Vi sta poi a contrapposto la negazione di ciò in don Rodrigo, l'antagonista di padre Cristoforo, e nell'Innominato, antagonista del Borromeo. Poi c'è tutto questo sistema in caricatura: don Abbondio. Centro di tutto è Lucia, l'idea còlta nella sua purità, nello stato verginale che non ha coscienza di sé.
Don Abbondio è un essere che non è ancora «individuo»: non siamo ancora in un terreno intellettuale. È un personaggio che ha certe forze, certi fini e certi mezzi, è un obietto fisiologico. Noi dovremmo cercare quale la natura lo fece, e qual fu l'indirizzo delle sue azioni. Ma io non lo fo, perché ciò è stato già fatto in modo incomparabile dall'Autore stesso, con tanta evidenza che toglie il volere di farlo ad ogni altro.

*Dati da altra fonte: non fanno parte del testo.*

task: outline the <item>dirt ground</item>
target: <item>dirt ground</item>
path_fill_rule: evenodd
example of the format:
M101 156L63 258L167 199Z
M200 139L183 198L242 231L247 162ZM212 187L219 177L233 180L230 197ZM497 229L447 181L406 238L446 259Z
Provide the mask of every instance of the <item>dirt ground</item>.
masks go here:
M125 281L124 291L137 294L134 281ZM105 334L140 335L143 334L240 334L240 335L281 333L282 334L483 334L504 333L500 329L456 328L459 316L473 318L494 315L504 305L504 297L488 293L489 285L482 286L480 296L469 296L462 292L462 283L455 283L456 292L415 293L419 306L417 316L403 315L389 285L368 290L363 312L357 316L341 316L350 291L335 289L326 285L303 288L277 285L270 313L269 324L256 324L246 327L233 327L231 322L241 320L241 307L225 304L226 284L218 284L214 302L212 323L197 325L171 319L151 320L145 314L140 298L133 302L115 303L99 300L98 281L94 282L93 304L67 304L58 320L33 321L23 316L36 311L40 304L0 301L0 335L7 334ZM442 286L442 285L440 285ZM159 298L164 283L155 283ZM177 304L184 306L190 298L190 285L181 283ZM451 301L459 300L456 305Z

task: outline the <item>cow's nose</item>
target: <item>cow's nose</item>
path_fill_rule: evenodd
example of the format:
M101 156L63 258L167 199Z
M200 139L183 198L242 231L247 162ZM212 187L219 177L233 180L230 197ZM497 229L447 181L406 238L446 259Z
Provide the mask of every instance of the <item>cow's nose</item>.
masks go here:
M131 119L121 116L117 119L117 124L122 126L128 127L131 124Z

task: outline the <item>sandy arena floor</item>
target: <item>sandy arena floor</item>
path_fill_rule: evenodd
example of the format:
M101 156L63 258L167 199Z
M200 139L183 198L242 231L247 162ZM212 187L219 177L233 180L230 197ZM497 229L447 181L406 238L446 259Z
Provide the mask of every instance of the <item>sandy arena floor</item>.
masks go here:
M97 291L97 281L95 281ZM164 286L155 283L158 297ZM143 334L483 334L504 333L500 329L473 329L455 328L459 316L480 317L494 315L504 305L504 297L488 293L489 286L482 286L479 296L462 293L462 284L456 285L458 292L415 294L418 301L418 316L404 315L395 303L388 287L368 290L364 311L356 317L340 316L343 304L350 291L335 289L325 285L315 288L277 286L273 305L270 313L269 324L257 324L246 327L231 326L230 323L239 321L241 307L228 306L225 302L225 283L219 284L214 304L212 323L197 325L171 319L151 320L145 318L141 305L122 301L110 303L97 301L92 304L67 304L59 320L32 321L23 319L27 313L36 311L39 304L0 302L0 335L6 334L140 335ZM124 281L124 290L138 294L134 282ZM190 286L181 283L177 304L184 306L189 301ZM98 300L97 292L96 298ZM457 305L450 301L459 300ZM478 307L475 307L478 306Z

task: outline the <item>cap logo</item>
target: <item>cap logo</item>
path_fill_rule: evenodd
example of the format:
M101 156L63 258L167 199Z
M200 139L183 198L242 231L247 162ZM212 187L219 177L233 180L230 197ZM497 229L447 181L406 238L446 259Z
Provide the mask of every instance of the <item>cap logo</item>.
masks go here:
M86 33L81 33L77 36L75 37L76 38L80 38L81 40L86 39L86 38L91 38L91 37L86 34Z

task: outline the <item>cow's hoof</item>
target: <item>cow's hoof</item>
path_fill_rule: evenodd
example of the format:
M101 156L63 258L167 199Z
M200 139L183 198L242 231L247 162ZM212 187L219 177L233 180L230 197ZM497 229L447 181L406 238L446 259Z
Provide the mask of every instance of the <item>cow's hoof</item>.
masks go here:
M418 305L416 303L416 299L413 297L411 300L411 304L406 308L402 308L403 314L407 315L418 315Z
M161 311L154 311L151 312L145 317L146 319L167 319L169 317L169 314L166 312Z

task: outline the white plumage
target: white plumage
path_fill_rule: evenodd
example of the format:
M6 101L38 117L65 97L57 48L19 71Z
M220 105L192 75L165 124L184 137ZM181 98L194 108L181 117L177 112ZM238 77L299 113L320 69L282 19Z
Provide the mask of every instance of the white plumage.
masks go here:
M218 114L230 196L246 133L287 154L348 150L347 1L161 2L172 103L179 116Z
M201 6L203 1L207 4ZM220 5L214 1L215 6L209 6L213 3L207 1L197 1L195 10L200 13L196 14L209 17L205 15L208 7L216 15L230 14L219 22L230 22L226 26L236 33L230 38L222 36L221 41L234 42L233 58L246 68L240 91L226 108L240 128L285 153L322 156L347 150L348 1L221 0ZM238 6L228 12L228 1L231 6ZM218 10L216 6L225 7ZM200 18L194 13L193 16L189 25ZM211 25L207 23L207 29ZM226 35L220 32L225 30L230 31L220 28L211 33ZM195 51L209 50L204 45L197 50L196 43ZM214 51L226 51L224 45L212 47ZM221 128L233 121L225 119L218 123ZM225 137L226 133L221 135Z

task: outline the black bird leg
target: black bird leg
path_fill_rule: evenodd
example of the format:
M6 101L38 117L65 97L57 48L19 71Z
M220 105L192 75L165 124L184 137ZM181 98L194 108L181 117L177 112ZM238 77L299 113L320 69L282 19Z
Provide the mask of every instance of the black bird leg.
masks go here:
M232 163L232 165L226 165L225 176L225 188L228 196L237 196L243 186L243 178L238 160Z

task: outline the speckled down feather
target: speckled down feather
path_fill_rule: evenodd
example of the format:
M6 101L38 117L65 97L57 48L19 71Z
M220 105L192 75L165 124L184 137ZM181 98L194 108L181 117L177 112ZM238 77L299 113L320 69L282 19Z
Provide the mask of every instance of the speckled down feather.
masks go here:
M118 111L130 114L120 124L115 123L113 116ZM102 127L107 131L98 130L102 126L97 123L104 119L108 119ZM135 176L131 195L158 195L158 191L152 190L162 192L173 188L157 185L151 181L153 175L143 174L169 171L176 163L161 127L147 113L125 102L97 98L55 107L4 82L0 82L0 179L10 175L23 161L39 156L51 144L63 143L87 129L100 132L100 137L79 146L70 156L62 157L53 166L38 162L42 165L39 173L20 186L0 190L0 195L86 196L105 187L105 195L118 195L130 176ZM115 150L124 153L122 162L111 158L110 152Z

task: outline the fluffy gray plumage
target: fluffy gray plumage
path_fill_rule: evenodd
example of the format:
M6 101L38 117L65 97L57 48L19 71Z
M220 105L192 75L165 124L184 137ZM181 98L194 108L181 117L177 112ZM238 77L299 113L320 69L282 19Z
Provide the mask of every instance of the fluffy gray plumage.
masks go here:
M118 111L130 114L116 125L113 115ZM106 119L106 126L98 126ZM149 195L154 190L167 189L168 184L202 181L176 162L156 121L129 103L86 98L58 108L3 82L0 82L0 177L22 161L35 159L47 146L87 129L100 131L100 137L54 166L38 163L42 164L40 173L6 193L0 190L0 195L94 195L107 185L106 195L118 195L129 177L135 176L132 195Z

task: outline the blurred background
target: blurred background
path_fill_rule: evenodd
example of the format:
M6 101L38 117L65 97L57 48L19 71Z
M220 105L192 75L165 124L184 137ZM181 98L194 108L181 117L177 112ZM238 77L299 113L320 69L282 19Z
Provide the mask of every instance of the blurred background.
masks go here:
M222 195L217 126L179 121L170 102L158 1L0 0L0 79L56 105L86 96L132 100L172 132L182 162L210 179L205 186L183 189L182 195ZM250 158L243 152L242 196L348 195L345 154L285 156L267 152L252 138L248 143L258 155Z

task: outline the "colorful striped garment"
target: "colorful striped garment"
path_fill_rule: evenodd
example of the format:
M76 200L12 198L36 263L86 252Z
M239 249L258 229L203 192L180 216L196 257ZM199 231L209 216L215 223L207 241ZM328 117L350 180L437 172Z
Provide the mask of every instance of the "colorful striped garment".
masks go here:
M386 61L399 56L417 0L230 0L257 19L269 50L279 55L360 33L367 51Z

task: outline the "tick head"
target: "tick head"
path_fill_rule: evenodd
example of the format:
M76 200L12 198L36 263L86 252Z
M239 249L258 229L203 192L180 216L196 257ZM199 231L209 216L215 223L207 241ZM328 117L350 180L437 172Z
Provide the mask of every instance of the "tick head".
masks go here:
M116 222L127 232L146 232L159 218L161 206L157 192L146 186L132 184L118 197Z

Voi tutti conoscerete don Abbondio, ché nessuno v'ha di voi che non abbia letti i Promessi Sposi; conoscerete don Abbondio che chiama saviezza e conoscere il vivere del mondo la pusillanimità. Don Abbondio è ancora l'oggetto che cerchiamo: ancora non siamo nell’arte, poiché il Manzoni lo decompone a forza d'astrazione, e la critica geniale vera rimane a farsi, di comprenderlo cioè e sentirlo. Noi dobbiamo in lui cercare l'oggetto poetico. Cos'è dunque don Abbondio? Io potrei dirlo un «fantasma», ma è una parola. È forse l'oggetto della storia? Ma allora a che si riduce l'arte? È l'oggetto quale lo dà la natura e la storia, ma che entrato nella fantasia ne esce coll'impronta speciale che v'ha messo la fantasia medesima. L'oggetto poetico ha anch'esso un storia, e come si forma in un'epoca non è lo stesso di quando si forma in un'altra, ed a ciò appunto corrisponde la storia del pensiero.